We were a relatively early elasticsearch adopter and began an in depth
eval comparing it to solr about a year ago (which even back then it
one hands down) with a final production push around half a year ago.
This is no longer the case, but there were some issues in earlier
versions of ES that could lead to data loss. Both of the cases I know
of have been fixed, which were:
- Network partitions leading to data loss - fixed in 0.16
- Running out of disk space leading to corruption. Fixed a long time
ago in lucene
I don't know of any current issues that could lead to data loss,
however, I still have a warm fuzzy feeling having a main data store
and syncing that out to Elasticsearch. Storage is cheap and losing
data can be expensive.
Huy makes a good point, as well. Our main data store has been around
for 10+ years and is deeply entrenched in our infrastructure and
Elasticsearch is tacked on for flexible and extremely fast searching.
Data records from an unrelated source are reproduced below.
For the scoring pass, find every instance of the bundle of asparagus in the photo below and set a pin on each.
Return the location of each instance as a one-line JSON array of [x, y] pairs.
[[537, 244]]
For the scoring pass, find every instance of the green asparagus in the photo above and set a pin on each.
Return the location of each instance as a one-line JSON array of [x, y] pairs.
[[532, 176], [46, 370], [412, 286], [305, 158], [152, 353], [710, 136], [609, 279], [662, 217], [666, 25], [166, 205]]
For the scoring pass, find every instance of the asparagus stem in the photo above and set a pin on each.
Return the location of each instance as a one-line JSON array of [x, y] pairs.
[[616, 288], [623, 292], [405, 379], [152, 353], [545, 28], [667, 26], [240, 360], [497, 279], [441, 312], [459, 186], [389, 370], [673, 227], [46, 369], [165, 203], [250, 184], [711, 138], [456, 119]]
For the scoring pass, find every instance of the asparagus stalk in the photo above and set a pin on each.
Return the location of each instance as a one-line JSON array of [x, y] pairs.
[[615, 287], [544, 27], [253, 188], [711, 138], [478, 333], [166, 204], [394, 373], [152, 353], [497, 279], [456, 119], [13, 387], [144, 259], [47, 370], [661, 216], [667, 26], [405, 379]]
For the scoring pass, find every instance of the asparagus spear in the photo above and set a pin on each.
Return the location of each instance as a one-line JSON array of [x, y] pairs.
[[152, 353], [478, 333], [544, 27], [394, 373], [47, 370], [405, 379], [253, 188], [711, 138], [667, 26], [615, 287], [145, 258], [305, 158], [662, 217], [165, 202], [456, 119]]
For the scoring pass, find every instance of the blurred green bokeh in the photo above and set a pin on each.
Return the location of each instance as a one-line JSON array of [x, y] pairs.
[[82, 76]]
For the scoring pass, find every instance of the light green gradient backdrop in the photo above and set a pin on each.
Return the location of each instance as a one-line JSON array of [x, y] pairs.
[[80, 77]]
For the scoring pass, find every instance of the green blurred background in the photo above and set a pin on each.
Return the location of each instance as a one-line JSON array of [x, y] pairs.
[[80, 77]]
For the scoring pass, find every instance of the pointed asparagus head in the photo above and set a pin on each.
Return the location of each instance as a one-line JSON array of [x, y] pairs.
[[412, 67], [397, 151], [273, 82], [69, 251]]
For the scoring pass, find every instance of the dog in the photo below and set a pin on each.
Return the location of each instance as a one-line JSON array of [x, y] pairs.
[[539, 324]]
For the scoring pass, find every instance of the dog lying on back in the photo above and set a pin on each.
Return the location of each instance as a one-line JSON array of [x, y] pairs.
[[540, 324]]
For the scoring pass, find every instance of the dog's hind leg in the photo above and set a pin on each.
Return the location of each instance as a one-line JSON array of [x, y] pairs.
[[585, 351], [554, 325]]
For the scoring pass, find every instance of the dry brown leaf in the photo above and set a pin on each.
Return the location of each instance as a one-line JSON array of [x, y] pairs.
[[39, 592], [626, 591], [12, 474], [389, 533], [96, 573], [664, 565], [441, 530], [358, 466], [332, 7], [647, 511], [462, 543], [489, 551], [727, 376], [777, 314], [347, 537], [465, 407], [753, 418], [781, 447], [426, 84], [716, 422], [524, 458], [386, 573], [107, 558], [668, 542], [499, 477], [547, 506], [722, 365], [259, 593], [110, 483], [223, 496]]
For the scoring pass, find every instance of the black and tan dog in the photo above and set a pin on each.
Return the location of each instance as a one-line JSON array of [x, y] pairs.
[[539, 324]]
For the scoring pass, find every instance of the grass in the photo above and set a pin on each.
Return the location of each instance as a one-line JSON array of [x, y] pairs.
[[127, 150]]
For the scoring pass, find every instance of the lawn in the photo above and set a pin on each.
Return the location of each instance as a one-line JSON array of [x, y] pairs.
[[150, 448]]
I would say that if you are using ES as your main store, you're living
a little dangerously. Last I heard Shay did not recommend ES as the
primary data store, but that may have changed.
Best Regards,
Paul
On Jun 22, 9:04 pm, Huy Phan dac...@gmail.com wrote:
Hi Roger,
Actually ES just "listens" to the changes in CouchDB and import the data
into itself. That means in the end ES still stores all the data and
doesn't make use of CouchDB as its actual backend storage like you said.
To test this, try to get ES index data from CouchDB, then shutdown
CouchDB and search in ES again, you can still see your documents under
_source fields.
But I still vote up for any idea that get ES stores only the indexes
data, and leave the original documents in CouchDB/MongoDB or any NoSQL.
The reason is to avoid data duplication: since your NoSQL was already
there in your system for many purposes and cannot be replaced, you may
want make use of it instead of copy its whole data to ES.
--huy
On 6/23/11 10:07 AM, Roger Studner wrote:
I'm probably missing the obvious.. but what are the main/agreed upon
reasons for using something like CouchDB to actually store "the data"
and having the River stuff make the indexes in ES.
i.e. Why not use ES all by itself if in the end you are going to
index with it.. what is the great advantage to the hybrid solution (I
understand the inserts are slow to a lucene based anything.. but if
you have the River/synchronization from couch =-> ES.. isn't that
still taking up about the same time)
Thanks for any insight that can be provided
Best,
Roger